The Real World: Brooklyn, only two episodes into its season, is the twenty-first season of MTV’S hit reality television show, The Real World. Among firsts for the series this season are the first time it is shown in high definition, the first time it has featured a transgender character, and the first time the season has premiered with eight characters (versus seven).
As we have discussed in class, all of the characters are easily “stereotyped”. In the first two episodes, sexual orientation and other LGBTQ issues have played a large role in the plot and in character interaction, as the housemates include a transgender woman, a bisexual woman, and a homosexual man. I would like to focus this blog entry on a specific event from Episode 2: “The Outs and Ins of Brooklyn.” During this episode five members of the house go to a gay bar in Manhattan. Ryan Conklin, a member of the house from Pennsylvania who went to the gay bar, is the “homophobic, racist while-male” character that we have discussed in class. Before joining the gang to go to the gay bar he expresses his nervousness and even asks Chet, another white, heterosexual male in the house, to pretend to be his boyfriend so that he would not get approached by gay men in the bar.
While at the bar JD, a homosexual male from the house, offers to pay Ryan $100 to dance with a drag performer at the club named Peppermint. Ryan reluctantly does it but Peppermint, being the entertainer she is supposed to be, reacts to Ryan’s sheepishness by asking for a kiss on the cheek. When Ryan is about to kiss her, she turns and kisses him on the lips. Ryan is appalled by this (see the image below). He proceeds to make gagging motions and makes a scene out of washing his mouth out when he gets home.
Eventually, though, Ryan ends up laughing it off with his roommates.

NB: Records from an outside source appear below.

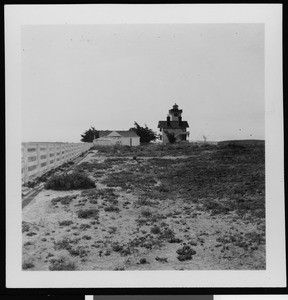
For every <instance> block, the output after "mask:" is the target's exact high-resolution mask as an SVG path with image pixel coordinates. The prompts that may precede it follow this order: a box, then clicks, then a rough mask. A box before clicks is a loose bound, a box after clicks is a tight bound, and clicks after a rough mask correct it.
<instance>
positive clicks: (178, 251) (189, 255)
mask: <svg viewBox="0 0 288 300" xmlns="http://www.w3.org/2000/svg"><path fill="white" fill-rule="evenodd" d="M176 252H177V254H179V255H178V256H177V258H178V260H180V261H185V260H191V259H192V255H195V254H196V251H195V250H194V249H192V248H191V247H190V246H183V247H182V248H180V249H178V250H177V251H176Z"/></svg>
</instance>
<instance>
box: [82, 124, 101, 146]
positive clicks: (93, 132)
mask: <svg viewBox="0 0 288 300" xmlns="http://www.w3.org/2000/svg"><path fill="white" fill-rule="evenodd" d="M81 137H82V138H81V142H86V143H92V142H93V140H94V138H95V139H98V138H99V131H98V130H96V129H95V128H94V127H93V126H91V128H90V129H88V130H86V131H85V132H84V133H83V134H81Z"/></svg>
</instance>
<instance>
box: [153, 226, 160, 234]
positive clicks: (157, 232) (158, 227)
mask: <svg viewBox="0 0 288 300" xmlns="http://www.w3.org/2000/svg"><path fill="white" fill-rule="evenodd" d="M160 232H161V230H160V228H159V227H158V226H154V227H152V228H151V233H153V234H159V233H160Z"/></svg>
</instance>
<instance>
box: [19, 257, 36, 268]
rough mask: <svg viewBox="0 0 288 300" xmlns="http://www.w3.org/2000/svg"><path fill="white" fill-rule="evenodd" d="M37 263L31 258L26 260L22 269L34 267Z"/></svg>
mask: <svg viewBox="0 0 288 300" xmlns="http://www.w3.org/2000/svg"><path fill="white" fill-rule="evenodd" d="M34 266H35V265H34V263H33V261H32V260H31V259H28V260H25V261H24V262H23V264H22V269H23V270H27V269H31V268H33V267H34Z"/></svg>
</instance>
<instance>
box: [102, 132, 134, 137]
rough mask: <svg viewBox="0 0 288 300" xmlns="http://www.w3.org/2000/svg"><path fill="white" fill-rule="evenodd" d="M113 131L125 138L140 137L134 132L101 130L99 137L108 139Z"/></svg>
mask: <svg viewBox="0 0 288 300" xmlns="http://www.w3.org/2000/svg"><path fill="white" fill-rule="evenodd" d="M113 131H115V132H117V133H119V134H120V135H121V136H123V137H139V135H137V133H136V132H135V131H134V130H131V131H130V130H100V131H99V137H106V136H107V135H108V134H110V133H111V132H113Z"/></svg>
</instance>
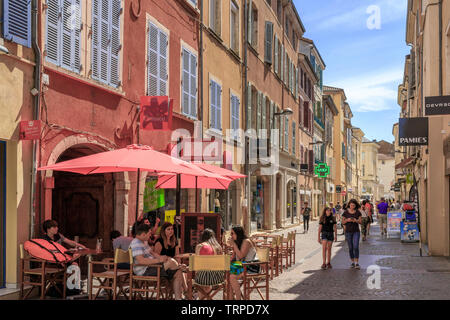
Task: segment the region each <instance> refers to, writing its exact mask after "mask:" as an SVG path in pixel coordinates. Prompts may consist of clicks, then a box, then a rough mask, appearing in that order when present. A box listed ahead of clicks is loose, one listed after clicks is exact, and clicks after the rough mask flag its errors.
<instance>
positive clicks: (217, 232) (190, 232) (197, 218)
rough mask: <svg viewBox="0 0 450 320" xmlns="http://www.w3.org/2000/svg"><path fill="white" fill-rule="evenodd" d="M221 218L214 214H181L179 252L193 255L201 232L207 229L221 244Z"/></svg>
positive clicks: (221, 238)
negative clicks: (181, 214)
mask: <svg viewBox="0 0 450 320" xmlns="http://www.w3.org/2000/svg"><path fill="white" fill-rule="evenodd" d="M220 227H221V218H220V215H218V214H215V213H183V214H182V215H181V252H182V253H195V247H196V246H197V244H199V243H200V237H201V235H202V232H203V230H205V229H207V228H209V229H211V230H213V231H214V233H215V234H216V238H217V241H218V242H219V243H221V239H222V236H221V230H220Z"/></svg>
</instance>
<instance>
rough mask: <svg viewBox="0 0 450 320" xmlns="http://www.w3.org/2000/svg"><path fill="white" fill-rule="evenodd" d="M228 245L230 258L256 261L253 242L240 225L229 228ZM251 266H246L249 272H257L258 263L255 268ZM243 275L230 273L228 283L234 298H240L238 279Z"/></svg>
mask: <svg viewBox="0 0 450 320" xmlns="http://www.w3.org/2000/svg"><path fill="white" fill-rule="evenodd" d="M228 245H229V246H230V247H233V256H232V257H231V260H240V261H242V262H251V261H257V259H258V258H257V256H256V248H255V244H254V243H253V241H251V240H250V239H249V238H248V237H247V235H246V234H245V231H244V228H242V227H241V226H235V227H233V228H232V229H231V238H230V239H229V240H228ZM252 267H253V266H248V267H247V270H248V272H249V273H251V272H255V273H258V272H259V268H258V267H259V265H258V266H255V268H252ZM243 275H244V274H243V273H241V274H239V275H235V274H230V284H231V288H232V291H233V293H234V296H235V297H236V300H241V298H242V294H241V288H240V285H239V281H238V280H239V279H241V278H242V277H243Z"/></svg>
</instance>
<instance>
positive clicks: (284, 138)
mask: <svg viewBox="0 0 450 320" xmlns="http://www.w3.org/2000/svg"><path fill="white" fill-rule="evenodd" d="M284 150H286V151H288V150H289V118H288V116H284Z"/></svg>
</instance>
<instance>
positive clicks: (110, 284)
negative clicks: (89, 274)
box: [89, 249, 133, 300]
mask: <svg viewBox="0 0 450 320" xmlns="http://www.w3.org/2000/svg"><path fill="white" fill-rule="evenodd" d="M119 263H129V264H130V268H129V269H127V270H121V269H118V268H117V265H118V264H119ZM132 263H133V256H132V254H131V249H128V251H124V250H122V249H116V252H115V254H114V260H113V261H108V260H103V261H89V264H90V268H89V269H90V276H89V279H91V283H90V290H89V300H95V299H97V297H98V295H99V294H100V292H101V290H102V289H103V290H105V291H106V292H107V294H108V297H109V298H112V299H113V300H116V299H117V296H120V295H121V294H122V295H123V296H124V297H125V298H126V299H127V298H128V296H127V294H126V292H125V290H124V286H125V285H129V286H130V287H131V277H130V275H131V273H132V269H131V265H132ZM95 265H102V266H104V267H106V268H107V270H106V271H103V272H94V266H95ZM94 279H95V280H97V281H98V282H100V284H99V285H94ZM93 289H98V291H97V293H96V294H95V296H94V297H92V295H93ZM117 289H119V290H118V292H117ZM111 293H112V294H111Z"/></svg>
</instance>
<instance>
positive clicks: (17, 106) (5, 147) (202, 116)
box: [0, 0, 378, 288]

I would like to point out that even though Ryan is supposed to be the “homophobic, racist while-male character,” he is much more kind and understanding than this particular character type in the past seasons of The Real World. Perhaps the best example of such a homophobic character was David Rainey, better known as “Puck” from The Real World: San Francisco, in 1994. However, in contrast to Puck, Ryan does not act righteous and stubborn in his ways. Puck acts so extremely, through acts such as wearing a swastika, that the other members of the house vote to evict him. But with Ryan, the other members of the house embrace and understand him as being naïve. Ryan is not intently hurtful with his ways but rather just shy and unknowing. So far in the season, it seems that Ryan is not the harsh homophobic character but rather a shy boy who has simply not been exposed to the diversity that is present in a big city such as New York. It will be interesting to see how Ryan’s views develop throughout the season. Will this exposure make him turn into a character like Puck? Or will Ryan “come out” to embrace the diversity of his fellow housemates?
*If you want to catch up on the Real World Brooklyn, episode 3 premiers tonight at 10:00 and is replayed at 11:00. (Episode 2 is re-played at 9:00, also).